Where can he find a woman like that?

Book Reviews

This review was first published March 22, 2026 in the Pittsburgh Post-Gazette

Rick Springfield sang about wanting Jessie’s girl in 1981 in the now-famous lyrics: “Jessie is a friend / Yeah, I know he’s been a good friend of mine / But lately something’s changed / That ain’t hard to define / Jessie’s got himself a girl / And I wanna make her mine.”

That desire has always existed – and it’s always been taboo. Now, in “The Night We Met,” Abby Jimenez has given us a story about what happens when a man likes his best friend’s girlfriend a bit too much. 

Jimenez introduces us to a dual point-of-view with protagonists Chris and Larissa. As readers bounce between the two leads’ heads, they learn that Larissa met Chris one night when she needed a ride home after a rare night out. She thought Chris was grumpy, though, and opted instead to ride with his friend Mike, who became her boyfriend.

The book begins about four months later – and readers might cringe when Mike tells Larissa he loves her and she says, “OK … Thanks.” Mike is easy to root for early on, but he has some demons, and eventually readers will find themselves rooting for him in another way.

Jimenez writes dialog that is so real you might swear you overheard the conversations yourself. She is particularly good at girl gab, and the real talk feels just like something you might overhear if you dropped into a women’s restroom. Like this gem, from Larissa’s best friend and confidant Lexi, talking about pharmacist Chris and his clean bedroom:

“He seems meticulous. Isn’t it funny how you can just tell when a guy has a dirty refrigerator door? Like, you don’t even need to go over there, he’s just giving dirty refrigerator door energy?” 

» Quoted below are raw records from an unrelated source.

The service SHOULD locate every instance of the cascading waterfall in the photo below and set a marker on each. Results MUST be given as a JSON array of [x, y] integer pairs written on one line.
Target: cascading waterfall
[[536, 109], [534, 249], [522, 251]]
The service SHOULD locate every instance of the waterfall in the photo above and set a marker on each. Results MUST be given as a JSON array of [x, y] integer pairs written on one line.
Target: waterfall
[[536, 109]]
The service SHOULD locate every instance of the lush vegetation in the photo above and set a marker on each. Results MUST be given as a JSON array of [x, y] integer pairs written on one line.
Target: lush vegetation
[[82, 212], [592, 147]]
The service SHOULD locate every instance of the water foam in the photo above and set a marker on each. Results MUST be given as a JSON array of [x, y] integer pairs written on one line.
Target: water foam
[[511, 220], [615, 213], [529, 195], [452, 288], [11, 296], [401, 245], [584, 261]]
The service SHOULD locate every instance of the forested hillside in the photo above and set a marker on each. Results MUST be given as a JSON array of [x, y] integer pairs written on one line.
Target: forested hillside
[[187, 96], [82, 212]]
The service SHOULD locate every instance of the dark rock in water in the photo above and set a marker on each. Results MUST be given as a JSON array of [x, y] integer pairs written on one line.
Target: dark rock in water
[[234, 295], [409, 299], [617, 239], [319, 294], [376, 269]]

Lexi and Larissa take on multiple jobs to make ends meet. Jimenez takes on serious issues like poverty, but not in a demeaning way, rather in a factual, this-is-how-some-people live, demonstrative way, as we watch these women navigate and try to climb out of their circumstances.

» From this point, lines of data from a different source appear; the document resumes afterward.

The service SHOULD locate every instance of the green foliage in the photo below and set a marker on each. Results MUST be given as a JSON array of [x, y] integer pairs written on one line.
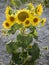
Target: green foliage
[[11, 47], [24, 40], [34, 52], [33, 32], [46, 3], [23, 1], [14, 28]]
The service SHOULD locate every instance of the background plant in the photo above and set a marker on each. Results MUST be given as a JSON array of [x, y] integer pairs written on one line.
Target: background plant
[[23, 50]]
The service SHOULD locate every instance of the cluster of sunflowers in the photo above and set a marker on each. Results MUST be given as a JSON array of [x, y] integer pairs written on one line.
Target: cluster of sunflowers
[[27, 16], [23, 50]]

The writing, in this vain, is why readers flock to Jimenez’s books and keep coming back. When Lexi mentions some sexual-kink jobs she takes on, it’s matter-of-fact, and readers realize that she holds the power in these transactions. 

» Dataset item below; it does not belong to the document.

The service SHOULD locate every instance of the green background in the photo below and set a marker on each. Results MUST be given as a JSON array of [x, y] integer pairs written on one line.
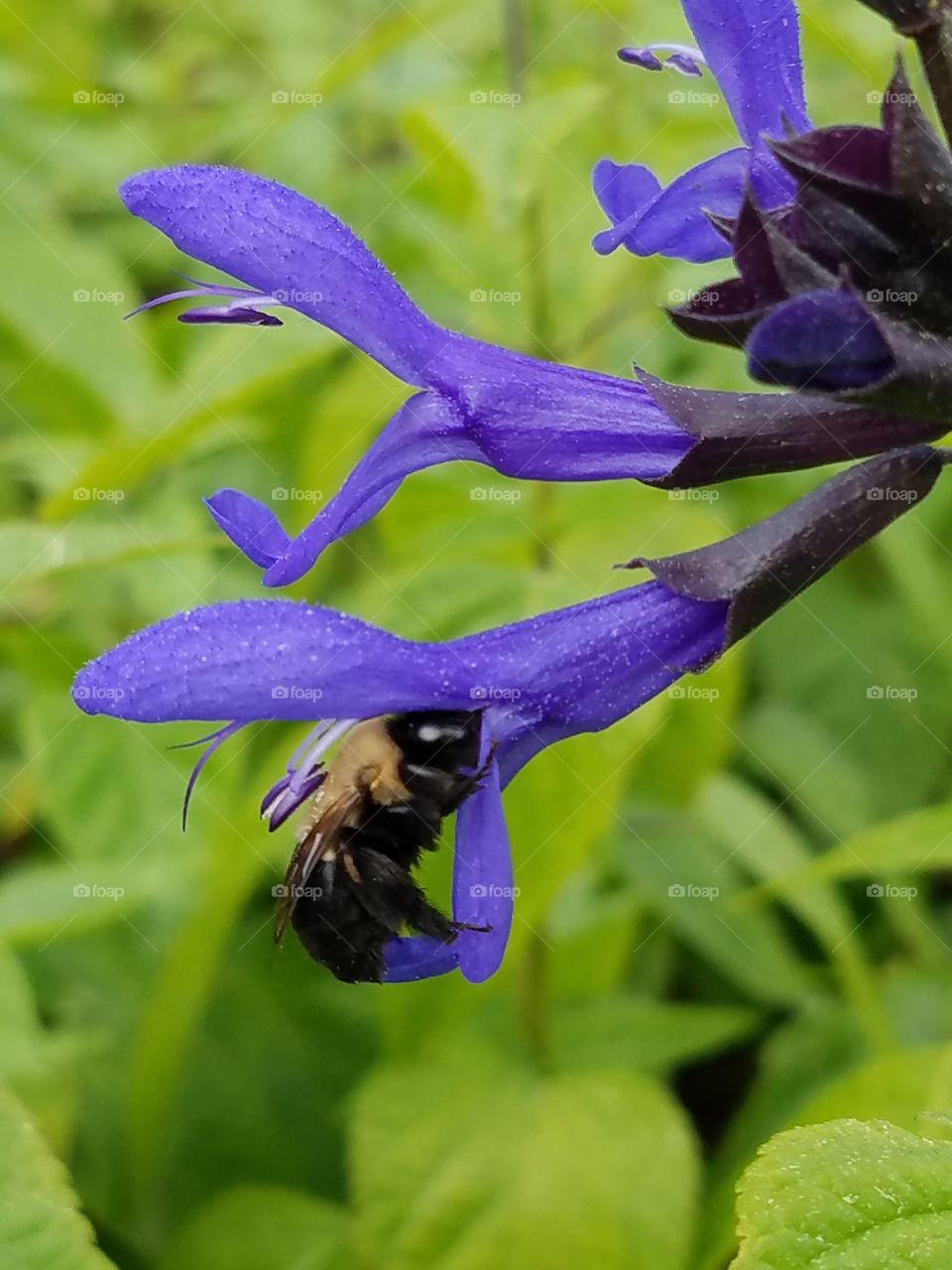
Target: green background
[[217, 1102]]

“The Night We Met,” the second in the “Say You’ll Remember Me” series, mimics its predecessor by throwing the protagonists into unusual circumstances, forcing them to spend time together.

In this book, Chris and Larissa get lost in the woods on what should have been an hour-and-a-half hike, but soon devolves into an 11-mile and a daylong adventure. Yet it’s here that readers will see that spark between Chris and Larissa, even before they realize what’s happening. Later, they adopt and co-parent a slightly unhinged rescue Yorkie, Woofarine, which brings them closer. Woofarine’s antics will have readers in stitches.

Jimenez excels at boiling down her characters’ struggles into nuggets of written wisdom, and this book is no exception, highlighting the laughter, camaraderie and the tangled decisions life hurls at us.

“Life buries us,” she writes. “We get heavier and heavier as time goes on and we labor under the layers we’ve collected. Sometimes the layers make us who we are and sometimes they make us someone else entirely.”

For readers who like their books’ endings tied up in a bow, Jimenez does something even better: She honors the messiness and chaos of life by weaving it with humor, heartbreak and the deep ties of friendship. She shows readers that life happens in the small, seemingly insignificant moments, which turn out to be not so small after all.

Or as Rick Springfield might put it, “Ain’t that the way love’s supposed to be?”